Many people that visit Luxembourg are there for a limited period, to conduct some business and move on. Only a smaller percentage of those folks opt for a hotel stay, whereas most of them prefer to rent a furnished apartment.
Finding furnished apartments for rent in Luxembourg is not that difficult and pretty much similar to anywhere else in Europe. So, you either open the local newspapers, real estate agency websites, or hire a real estate agent. However, know that it is a small market, and at certain periods of the year, there will be a very limited selection of furnished apartments for rent.
But on the positive note, let’s assume you found a furnished apartment for rent that you like. It fits your needs and budget; you look forward to moving in. There are few things to keep in mind when you find a furnished apartment for rent in Luxembourg.
Signing the inventory is a common practice.

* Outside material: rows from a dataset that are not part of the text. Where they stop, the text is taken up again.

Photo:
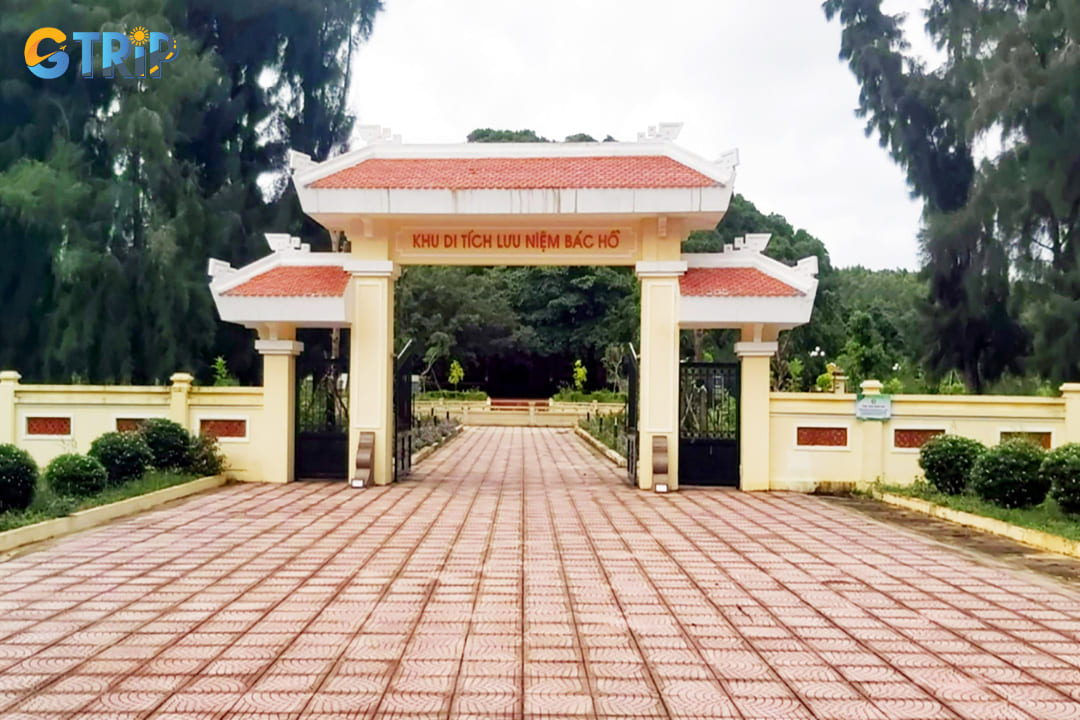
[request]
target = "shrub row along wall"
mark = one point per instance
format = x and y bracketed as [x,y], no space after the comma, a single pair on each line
[815,438]
[52,420]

This might not be the case in other countries, but in Luxembourg is a must-do step. The inventory listing is signed by both the tenant and the owner or whoever manages the property. This procedure is completed before you take possession of the flat. What matters most is to make sure that you list everything exactly as it is in its current conditions. That way, once you need to leave the place, there won’t be room for complaint by the owner. That assumingly you don’t damage some of the listed inventory. If that happens somehow, it is your responsibility to fix or replace it.
Buying home insurance is mandatory.
It doesn’t matter whether you plan to stay there for just a month or longer; house insurance is mandatory by law. Also, it doesn’t matter if you rent a furnished or unfurnished apartment.
In case of a dispute
In case you feel your landlord usurps some of your rights, your first place to visit should be the Union of Luxembourg Consumers. Disputes are not that common as most landlords are quite reasonable and very professional. But if a dispute is unavoidable, you can always take the matter to court. However, most disputes are settled with out-of-court mediation.
Your lease agreement is super-important
Luxembourg’s property laws might be pro-tenant, but sometimes even the law can’t influence what you’ve signed in your lease agreement. Before you sign your lease agreement, make sure that there aren’t any clauses that contradict your tenant rights. If you don’t know any of the local official languages (Luxembourgish, French, or German), it is advisable to hire someone that knows them and can translate your lease contract.